I have an obsession with the mentally ill. I’m fascinated by the ‘why’ and the ‘how’ of behaviors I don’t understand. I watch shows like Lock Up and the like, and I see a vacancy in murderers eyes. I think, they are capable of such atrocities for a reason. Probably partially born that way, then environment pushing them into the wrong direction.
What if they had love? What if they had services to treat their mental illness? How could they stand a chance without those things?
Of course, I mourn for their victims too – but I do find myself thinking about all involved.
And it’s just such a shame – and such a loss. Those men behind bars were once someone’s babies. They were small and innocent and hopeful once. Then lost. Or perhaps never stood a chance.
And if my heart can be open for them, why not for me?
Another thing to contemplate and pray on.
I’ve put this off – taking people’s feelings into consideration. But it’s time.
I felt brave this week – wearing the brighter lipstick, the eye makeup. As a rule, I only wear rice powder, light mascara a little color on my cheeks and a swipe of lipstick.
I wanted to try something different.
I even wore a beautiful large necklace on Monday – I felt like I had a neon sign over my head ‘LOOK!’
Please don’t look I was saying on the inside.
I’ve been told, and I know that by societies standards, I’m pretty. I don’t consider myself beautiful – but I had nothing to do with my genes and it is a fact, I am not ugly.
Besides not liking to wear makeup, I can’t wear necklaces with earrings at the same time and vice versa.

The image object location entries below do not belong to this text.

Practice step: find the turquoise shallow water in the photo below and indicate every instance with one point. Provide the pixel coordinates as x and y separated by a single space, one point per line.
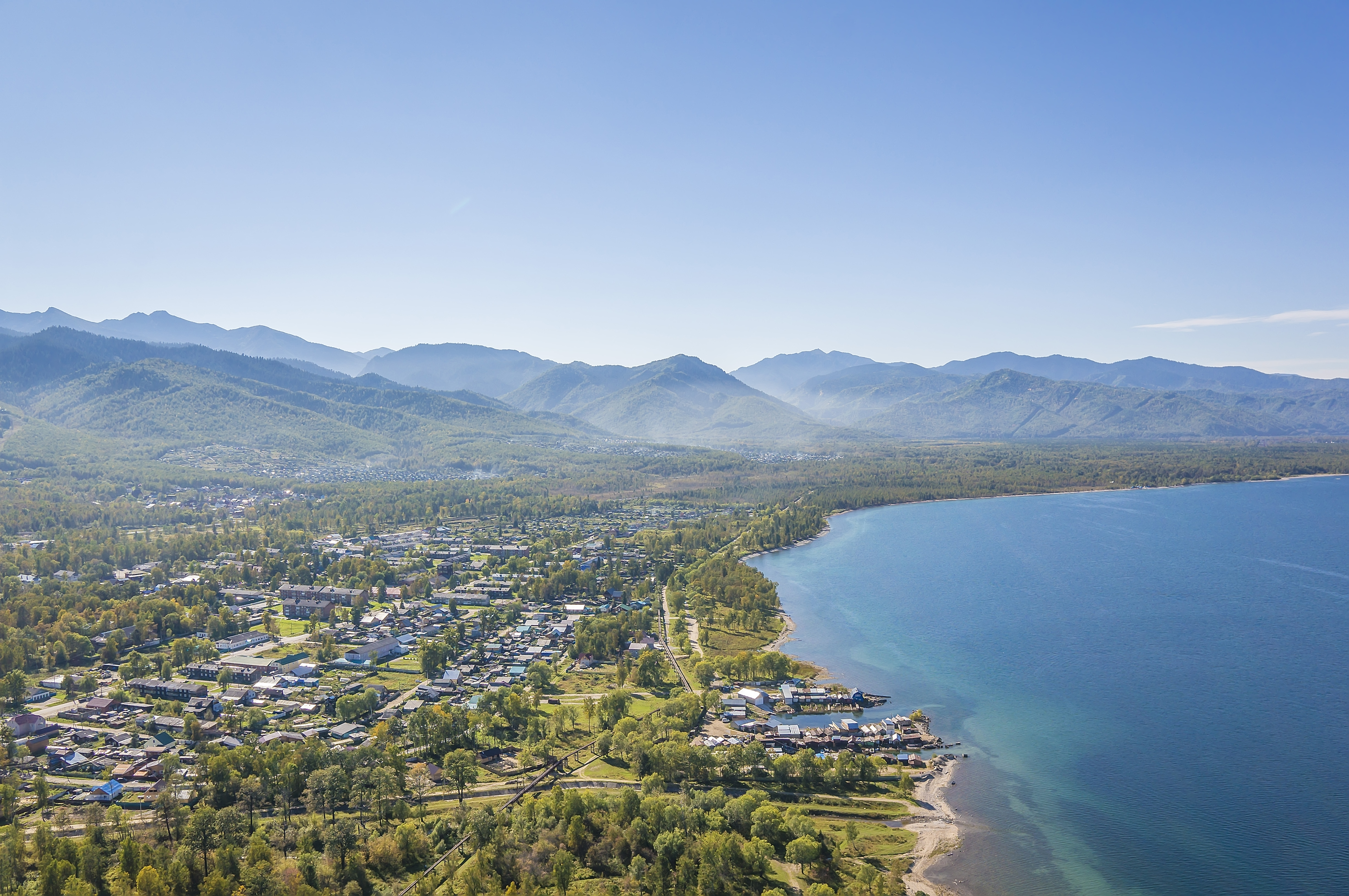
1153 685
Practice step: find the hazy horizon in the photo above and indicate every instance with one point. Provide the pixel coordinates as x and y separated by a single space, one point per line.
617 184
726 368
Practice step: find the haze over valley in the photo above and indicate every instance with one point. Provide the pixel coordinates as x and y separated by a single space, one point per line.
157 384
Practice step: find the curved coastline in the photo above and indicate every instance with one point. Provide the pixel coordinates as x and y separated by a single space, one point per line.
934 821
940 828
937 826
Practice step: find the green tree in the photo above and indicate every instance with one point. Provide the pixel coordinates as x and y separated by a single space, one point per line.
564 870
461 770
15 686
803 851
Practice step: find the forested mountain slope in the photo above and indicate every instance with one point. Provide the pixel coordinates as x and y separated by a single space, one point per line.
782 374
678 399
160 397
857 393
1012 405
452 366
1141 373
162 327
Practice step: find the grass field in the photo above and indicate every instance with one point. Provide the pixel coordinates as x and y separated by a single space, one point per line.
725 642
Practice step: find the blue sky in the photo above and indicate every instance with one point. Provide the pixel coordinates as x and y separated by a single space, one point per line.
620 183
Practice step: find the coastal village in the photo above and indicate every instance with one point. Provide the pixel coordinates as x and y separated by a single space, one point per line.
461 617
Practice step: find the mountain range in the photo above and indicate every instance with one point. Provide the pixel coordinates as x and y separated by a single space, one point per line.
175 385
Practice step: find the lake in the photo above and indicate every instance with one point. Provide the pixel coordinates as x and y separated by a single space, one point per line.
1153 685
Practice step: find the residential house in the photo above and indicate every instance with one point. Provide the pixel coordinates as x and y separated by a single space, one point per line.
242 640
375 652
161 690
307 608
753 696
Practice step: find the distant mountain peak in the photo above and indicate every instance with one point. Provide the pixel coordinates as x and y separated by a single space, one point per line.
780 376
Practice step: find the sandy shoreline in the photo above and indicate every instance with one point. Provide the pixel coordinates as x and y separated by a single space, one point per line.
938 830
934 821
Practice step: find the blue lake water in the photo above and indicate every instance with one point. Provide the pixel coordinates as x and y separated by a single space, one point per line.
1153 685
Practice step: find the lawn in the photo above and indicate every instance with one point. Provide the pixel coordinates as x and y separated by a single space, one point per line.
288 627
610 768
725 642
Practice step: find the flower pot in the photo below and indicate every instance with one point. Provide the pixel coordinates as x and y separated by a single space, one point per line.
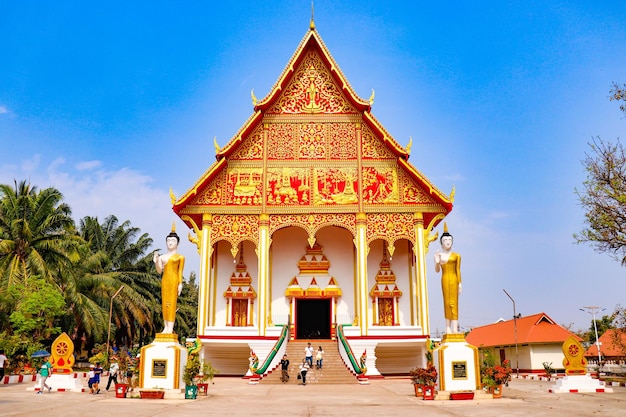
464 395
152 394
496 391
429 392
191 392
203 388
121 390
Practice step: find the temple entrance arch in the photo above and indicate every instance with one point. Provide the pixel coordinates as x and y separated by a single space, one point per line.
313 318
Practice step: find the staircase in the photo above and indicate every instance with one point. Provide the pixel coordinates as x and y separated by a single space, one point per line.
333 369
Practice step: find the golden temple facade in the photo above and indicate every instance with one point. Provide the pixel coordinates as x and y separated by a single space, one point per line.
312 210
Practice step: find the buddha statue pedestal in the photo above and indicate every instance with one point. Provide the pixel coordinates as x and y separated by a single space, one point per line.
162 365
457 366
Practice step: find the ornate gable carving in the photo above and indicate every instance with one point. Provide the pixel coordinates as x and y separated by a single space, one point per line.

I can’t wear clothes that draw attention to myself. (Someone complimented me on a particular outfit – that someone was male. I haven’t worn it since).
I don’t want to be looked at for my outside appearance.
I don’t want you to tell me I’m pretty.
Pretty hasn’t served me well.
Pretty has littered my life with ugly.
I have been molested, I have been raped. Multiple times. I have been disrespected, I have been leered at.
I want my soul to be seen. My soul is pretty.
I want my mind to be seen. It is sharp and full of interesting things.
I want my deeds to be felt – my abilities recognized.
I want my heart to be heard beating – maybe that’s why I have tachycardia … maybe it’s trying extra hard?
I want to one day, be in a relationship and not cringe at a touch. To be able to be told I’m pretty and glow with appreciation.
I’ve forgiven the many men who have hurt me. I have forgiven myself for the promiscuity bred from being taught that was love.
But nurture has made more of an impression on my psyche than nature.
I will heal. I will. I have come so far.